Evaluate the definite integral: $$\int e^{2x}\cdot cos(x)dx$$

This problem is a great example of when to use multiple application of integration by parts. Keep in mind, integration by parts tell us that: $$\int u\cdot dv=u\cdot v-\int v\cdot du$$ For this application, it actually won't make a difference which term we use as our u and which we assign to dv. Let's look at the first application of integration by parts: $$u=e^{2x}\rightarrow du=2\cdot e^{2x}dx$$ $$dv=cos(x)dx\rightarrow v=sin(x)$$ $$\int e^{2x}\cdot cos(x)dx=e^{2x}\cdot sin(x)-\int 2 e^{2x}\cdot sin(x) dx$$ Doesn't seem much simpler, right? Well, let's apply integration by parts again, this time to the integral created in the first application. $$u=2e^{2x}\rightarrow du=4e^{2x}dx$$ $$dv=sin(x)dx\rightarrow v=-cos(x)$$ Putting this into our equation gives us: $$\int e^{2x}\cdot cos(x)dx=e^{2x}\cdot sin(x)-[-2e^{2x}\cdot cos(x)-\int -4e^{2x}\cdot cos(x)dx]$$ This looks messier, but it's actually close to done. Let's distribute all negatives and pull all constants out of our integral. $$\int e^{2x}\cdot cos(x)dx=e^{2x}\cdot sin(x)+2e^{2x}\cdot cos(x)-4\int e^{2x}\cdot cos(x)dx$$ What do you notice about the original integral we were trying to solve and the integral at the end of the expression? They are the same!

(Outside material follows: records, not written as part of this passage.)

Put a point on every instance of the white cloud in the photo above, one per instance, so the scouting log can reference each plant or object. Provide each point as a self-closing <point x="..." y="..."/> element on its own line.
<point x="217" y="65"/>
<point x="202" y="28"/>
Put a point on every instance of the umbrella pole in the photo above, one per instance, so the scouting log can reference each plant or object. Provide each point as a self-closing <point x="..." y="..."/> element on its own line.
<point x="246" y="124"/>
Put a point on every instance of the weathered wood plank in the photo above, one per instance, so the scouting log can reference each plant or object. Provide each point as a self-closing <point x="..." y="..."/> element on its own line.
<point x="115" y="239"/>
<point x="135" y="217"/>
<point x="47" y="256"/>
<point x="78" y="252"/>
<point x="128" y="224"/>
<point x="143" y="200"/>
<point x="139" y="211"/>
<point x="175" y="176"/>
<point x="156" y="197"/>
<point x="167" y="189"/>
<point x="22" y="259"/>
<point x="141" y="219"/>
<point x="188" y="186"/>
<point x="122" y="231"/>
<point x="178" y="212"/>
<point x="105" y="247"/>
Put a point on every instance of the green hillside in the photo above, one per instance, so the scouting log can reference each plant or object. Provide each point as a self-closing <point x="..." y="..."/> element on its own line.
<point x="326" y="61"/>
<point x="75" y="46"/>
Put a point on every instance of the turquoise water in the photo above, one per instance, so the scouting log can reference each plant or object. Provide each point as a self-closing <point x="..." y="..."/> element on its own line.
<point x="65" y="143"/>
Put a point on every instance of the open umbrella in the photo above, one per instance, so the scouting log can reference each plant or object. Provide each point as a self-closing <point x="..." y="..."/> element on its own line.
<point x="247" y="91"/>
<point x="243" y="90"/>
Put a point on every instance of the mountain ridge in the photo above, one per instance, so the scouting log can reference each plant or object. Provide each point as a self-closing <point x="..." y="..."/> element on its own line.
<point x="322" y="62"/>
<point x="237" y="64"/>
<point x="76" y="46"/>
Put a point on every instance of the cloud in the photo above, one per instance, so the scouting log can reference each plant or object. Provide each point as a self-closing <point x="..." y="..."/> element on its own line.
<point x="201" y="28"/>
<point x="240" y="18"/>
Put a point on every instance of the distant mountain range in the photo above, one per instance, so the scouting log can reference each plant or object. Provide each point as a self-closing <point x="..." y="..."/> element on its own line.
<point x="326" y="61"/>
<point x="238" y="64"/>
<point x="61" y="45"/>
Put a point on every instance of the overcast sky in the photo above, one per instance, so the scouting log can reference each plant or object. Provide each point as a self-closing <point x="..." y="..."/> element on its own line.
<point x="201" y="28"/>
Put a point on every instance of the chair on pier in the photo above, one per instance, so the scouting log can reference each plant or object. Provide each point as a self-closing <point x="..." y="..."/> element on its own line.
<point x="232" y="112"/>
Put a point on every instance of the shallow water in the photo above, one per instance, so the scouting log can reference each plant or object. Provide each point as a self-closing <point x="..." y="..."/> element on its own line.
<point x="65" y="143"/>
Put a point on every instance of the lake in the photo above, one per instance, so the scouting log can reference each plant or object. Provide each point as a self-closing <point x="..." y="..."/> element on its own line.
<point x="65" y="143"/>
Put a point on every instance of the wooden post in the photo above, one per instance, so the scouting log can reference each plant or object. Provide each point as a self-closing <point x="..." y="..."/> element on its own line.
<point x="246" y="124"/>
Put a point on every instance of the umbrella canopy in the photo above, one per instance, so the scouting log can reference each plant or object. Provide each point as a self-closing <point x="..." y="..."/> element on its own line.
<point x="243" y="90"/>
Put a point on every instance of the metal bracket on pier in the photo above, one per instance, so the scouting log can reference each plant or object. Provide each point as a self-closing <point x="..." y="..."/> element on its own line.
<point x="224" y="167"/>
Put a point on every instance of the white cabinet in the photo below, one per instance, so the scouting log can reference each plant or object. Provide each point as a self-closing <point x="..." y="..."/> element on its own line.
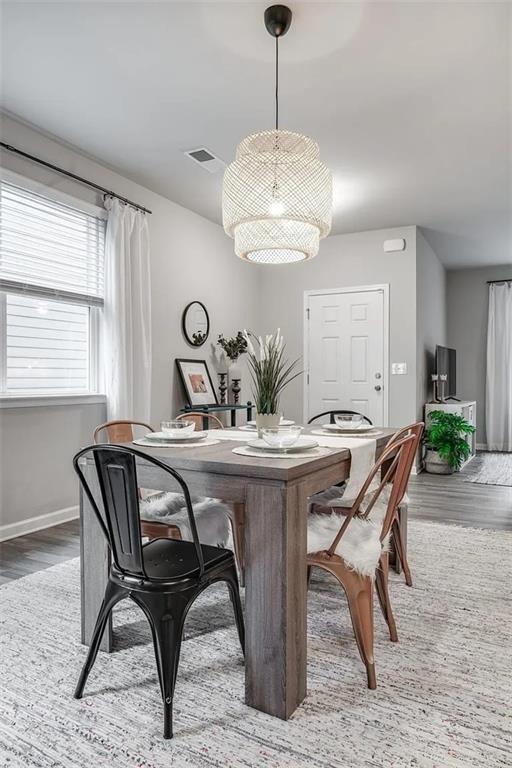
<point x="466" y="409"/>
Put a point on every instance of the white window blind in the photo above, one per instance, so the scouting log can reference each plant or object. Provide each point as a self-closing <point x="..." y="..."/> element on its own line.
<point x="51" y="293"/>
<point x="47" y="345"/>
<point x="47" y="247"/>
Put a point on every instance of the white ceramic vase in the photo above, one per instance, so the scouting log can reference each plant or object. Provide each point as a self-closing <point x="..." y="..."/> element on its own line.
<point x="436" y="465"/>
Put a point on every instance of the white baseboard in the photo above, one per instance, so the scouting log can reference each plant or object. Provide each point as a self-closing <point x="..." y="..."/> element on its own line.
<point x="32" y="524"/>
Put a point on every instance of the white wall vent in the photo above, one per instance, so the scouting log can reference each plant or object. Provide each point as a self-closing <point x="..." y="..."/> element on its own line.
<point x="394" y="245"/>
<point x="206" y="159"/>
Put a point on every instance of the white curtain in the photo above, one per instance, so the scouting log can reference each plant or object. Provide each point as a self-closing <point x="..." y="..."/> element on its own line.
<point x="498" y="411"/>
<point x="127" y="314"/>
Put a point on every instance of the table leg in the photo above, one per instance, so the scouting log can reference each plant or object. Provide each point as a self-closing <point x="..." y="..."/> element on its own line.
<point x="94" y="566"/>
<point x="402" y="522"/>
<point x="275" y="577"/>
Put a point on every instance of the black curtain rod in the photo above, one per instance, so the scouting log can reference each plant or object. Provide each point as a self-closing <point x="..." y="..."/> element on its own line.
<point x="81" y="180"/>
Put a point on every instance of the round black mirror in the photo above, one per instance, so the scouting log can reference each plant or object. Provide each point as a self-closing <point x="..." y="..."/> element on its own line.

Let's combine them on the left side. $$5\int e^{2x}\cdot cos(x)dx=e^{2x}\cdot sin(x)+2e^{2x}\cdot cos(x)$$ Now we simply divide by the coefficient and... $$\int e^{2x}\cdot cos(x)dx=\frac{e^{2x}\cdot sin(x)+2e^{2x}\cdot cos(x)}{5}+C$$ Voila! The solution!

Find all the solutions to the equation using factoring: $$x^4+4x^3-3x^2-12x=0$$

The first thing we need to do is determine if there are any common factors to the terms. We see that there is one: x. Factoring x out of every term gives us: $$x(x^3+4x^2-3x-12)=0$$ Now we need to determine how we will factor the polynomial that remains in the parentheses. Since this is a third-degree polynomial with four terms I would typically try factoring by grouping. This means we take the first two terms and factor out what they have in common and then take the third and fourth terms and factor what they have in common. If all goes according to plan, we should get the same term remaining from each group. $$x[x^2(x+4)-3(x+4)]=0$$ It worked! So now we can factor the common term from the inside, which is $$(x+4)$$. $$x(x-4)(x^2-3)=0$$ Now we simply apply the zero product property by taking each factored term and setting it equal to 0. $$ x=0$$ $$ x-4=0 \rightarrow x=4$$ $$x^2-3=0 \rightarrow x^2=3 \rightarrow x=\pm\sqrt{3}$$